If you're not sure whether your setup complies, schedule an audit — I'll verify every requirement and fix what's missing.
Sources
- Google: Email sender guidelines
- Yahoo: Sender Requirements
- RFC 8058: Signaling One-Click Functionality for List Email Headers
v1.0 · March 2026
Frequently Asked Questions
When did the Gmail and Yahoo bulk sender requirements take effect?
Requirements were announced in October 2023. Enforcement began in February 2024 with gradual rollout. As of mid-2024, enforcement is fully active. All senders above 5,000 messages/day must comply.
Do these requirements apply to me if I send less than 5,000 emails per day?
The strictest requirements (DMARC, one-click unsubscribe) are mandatory for 5,000+/day bulk senders. However, SPF and DKIM are effectively required for all senders — without them, your email is significantly more likely to be spam-filtered regardless of volume.
What happens if I don't comply?
Gmail will temporarily reject messages with error codes, throttle delivery, or send messages directly to spam. Yahoo similarly rejects or spam-filters non-compliant senders. The enforcement is automated and gets stricter over time.

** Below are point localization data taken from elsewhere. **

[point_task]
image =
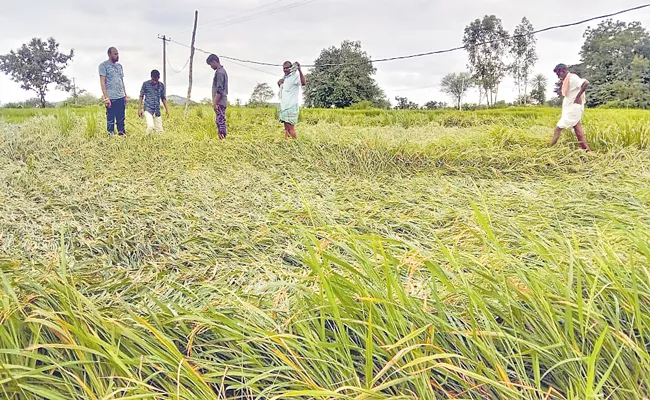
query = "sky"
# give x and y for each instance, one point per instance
(278, 30)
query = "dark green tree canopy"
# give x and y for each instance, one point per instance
(614, 59)
(37, 65)
(342, 76)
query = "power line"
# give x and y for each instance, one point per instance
(253, 68)
(234, 62)
(435, 52)
(230, 16)
(182, 69)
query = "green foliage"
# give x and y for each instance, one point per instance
(37, 65)
(524, 54)
(362, 105)
(457, 258)
(434, 105)
(615, 61)
(486, 42)
(331, 84)
(405, 104)
(456, 86)
(83, 99)
(261, 95)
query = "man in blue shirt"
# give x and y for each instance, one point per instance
(152, 93)
(219, 94)
(111, 77)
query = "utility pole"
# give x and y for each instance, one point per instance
(189, 88)
(165, 39)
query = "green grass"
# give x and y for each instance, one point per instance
(382, 255)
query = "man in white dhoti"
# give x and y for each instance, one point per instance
(290, 97)
(573, 105)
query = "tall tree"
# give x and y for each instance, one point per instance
(262, 94)
(539, 87)
(37, 65)
(524, 53)
(608, 58)
(342, 76)
(456, 86)
(486, 43)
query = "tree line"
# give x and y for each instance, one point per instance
(615, 57)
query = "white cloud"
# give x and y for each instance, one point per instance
(385, 28)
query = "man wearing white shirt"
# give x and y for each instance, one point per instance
(573, 105)
(290, 97)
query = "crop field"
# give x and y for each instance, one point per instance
(382, 255)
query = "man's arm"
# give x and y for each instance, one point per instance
(220, 84)
(163, 98)
(102, 82)
(126, 100)
(303, 81)
(582, 91)
(141, 101)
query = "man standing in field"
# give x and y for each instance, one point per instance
(573, 105)
(152, 93)
(290, 97)
(111, 78)
(219, 94)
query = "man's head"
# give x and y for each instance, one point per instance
(113, 54)
(287, 67)
(561, 70)
(213, 61)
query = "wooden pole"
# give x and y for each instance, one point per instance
(165, 39)
(189, 88)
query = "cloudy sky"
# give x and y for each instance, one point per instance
(250, 29)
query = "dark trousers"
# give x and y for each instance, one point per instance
(115, 114)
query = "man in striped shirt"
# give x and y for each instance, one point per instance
(152, 93)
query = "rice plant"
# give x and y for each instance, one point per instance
(383, 255)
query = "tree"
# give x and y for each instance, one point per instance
(523, 51)
(37, 65)
(342, 76)
(456, 86)
(405, 104)
(608, 56)
(435, 105)
(262, 94)
(539, 85)
(486, 42)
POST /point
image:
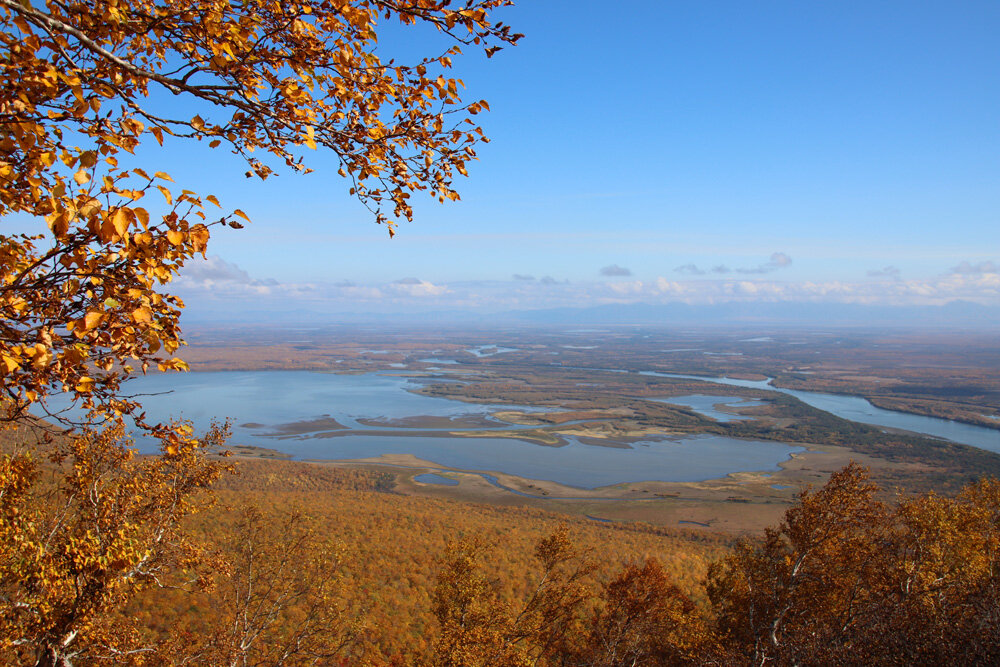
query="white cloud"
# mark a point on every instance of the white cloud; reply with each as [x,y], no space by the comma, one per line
[615,271]
[982,267]
[214,269]
[419,288]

Does DMARC need to be at p=reject?
No. The minimum requirement is p=none (monitor only). However, p=none provides no protection against spoofing. Google recommends advancing to p=quarantine or p=reject. For deliverability purposes, having DMARC at any policy level satisfies the requirement.

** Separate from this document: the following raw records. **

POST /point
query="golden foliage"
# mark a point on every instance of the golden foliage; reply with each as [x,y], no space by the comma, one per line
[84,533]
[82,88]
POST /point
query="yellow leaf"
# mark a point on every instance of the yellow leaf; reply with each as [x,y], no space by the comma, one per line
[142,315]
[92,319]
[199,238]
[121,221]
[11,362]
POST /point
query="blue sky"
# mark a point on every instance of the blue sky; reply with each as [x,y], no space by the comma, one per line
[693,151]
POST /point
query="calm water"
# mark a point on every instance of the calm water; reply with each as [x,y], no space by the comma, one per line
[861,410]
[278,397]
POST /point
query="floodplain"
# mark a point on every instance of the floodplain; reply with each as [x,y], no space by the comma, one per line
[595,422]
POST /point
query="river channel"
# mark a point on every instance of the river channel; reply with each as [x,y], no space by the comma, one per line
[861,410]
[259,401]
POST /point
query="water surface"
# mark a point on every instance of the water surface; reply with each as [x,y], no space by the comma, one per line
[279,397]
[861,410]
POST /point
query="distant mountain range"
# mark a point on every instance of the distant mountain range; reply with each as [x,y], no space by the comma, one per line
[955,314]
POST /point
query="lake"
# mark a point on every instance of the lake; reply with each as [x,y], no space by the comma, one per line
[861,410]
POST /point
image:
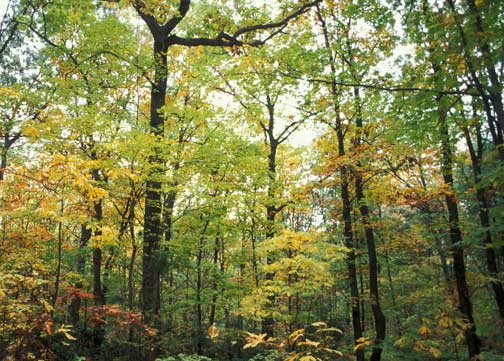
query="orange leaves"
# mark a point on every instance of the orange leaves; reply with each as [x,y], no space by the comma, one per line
[122,321]
[213,332]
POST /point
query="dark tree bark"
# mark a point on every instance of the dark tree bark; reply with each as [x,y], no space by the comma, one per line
[457,248]
[164,37]
[484,216]
[75,304]
[338,126]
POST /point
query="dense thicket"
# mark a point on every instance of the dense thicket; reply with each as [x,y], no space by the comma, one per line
[217,180]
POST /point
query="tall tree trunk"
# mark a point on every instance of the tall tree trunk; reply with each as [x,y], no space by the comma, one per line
[484,216]
[97,258]
[271,210]
[58,266]
[457,250]
[75,304]
[344,192]
[151,302]
[379,317]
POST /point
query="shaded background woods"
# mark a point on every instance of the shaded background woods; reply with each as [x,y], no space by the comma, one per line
[156,200]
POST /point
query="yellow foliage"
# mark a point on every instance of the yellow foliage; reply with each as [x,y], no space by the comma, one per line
[31,132]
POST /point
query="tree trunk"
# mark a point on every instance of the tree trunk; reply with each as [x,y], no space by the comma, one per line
[484,216]
[74,307]
[379,317]
[151,302]
[97,259]
[457,250]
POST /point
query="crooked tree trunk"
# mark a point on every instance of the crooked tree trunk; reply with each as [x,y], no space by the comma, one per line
[75,304]
[484,216]
[344,193]
[151,302]
[379,317]
[457,248]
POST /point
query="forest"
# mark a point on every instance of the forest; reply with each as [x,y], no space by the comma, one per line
[291,180]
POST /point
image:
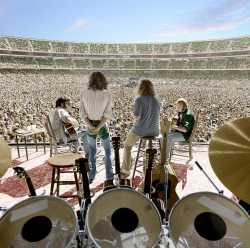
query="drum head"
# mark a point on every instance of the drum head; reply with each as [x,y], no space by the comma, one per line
[40,221]
[123,218]
[209,220]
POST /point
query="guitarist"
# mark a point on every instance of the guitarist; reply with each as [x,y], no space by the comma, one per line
[59,118]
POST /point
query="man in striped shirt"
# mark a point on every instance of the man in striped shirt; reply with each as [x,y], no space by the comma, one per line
[96,110]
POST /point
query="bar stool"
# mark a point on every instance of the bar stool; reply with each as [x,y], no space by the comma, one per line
[64,163]
[141,150]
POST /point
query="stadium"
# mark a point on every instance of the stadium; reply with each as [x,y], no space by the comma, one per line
[213,78]
[213,59]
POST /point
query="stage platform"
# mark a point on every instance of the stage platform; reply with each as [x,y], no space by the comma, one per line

What is one-click unsubscribe and how do I implement it?
One-click unsubscribe uses the List-Unsubscribe and List-Unsubscribe-Post email headers (per RFC 8058) to let recipients unsubscribe without visiting a webpage. Most major ESPs (Klaviyo, Mailchimp, SendGrid, etc.) handle this automatically. If you're sending via custom SMTP, you must add these headers yourself.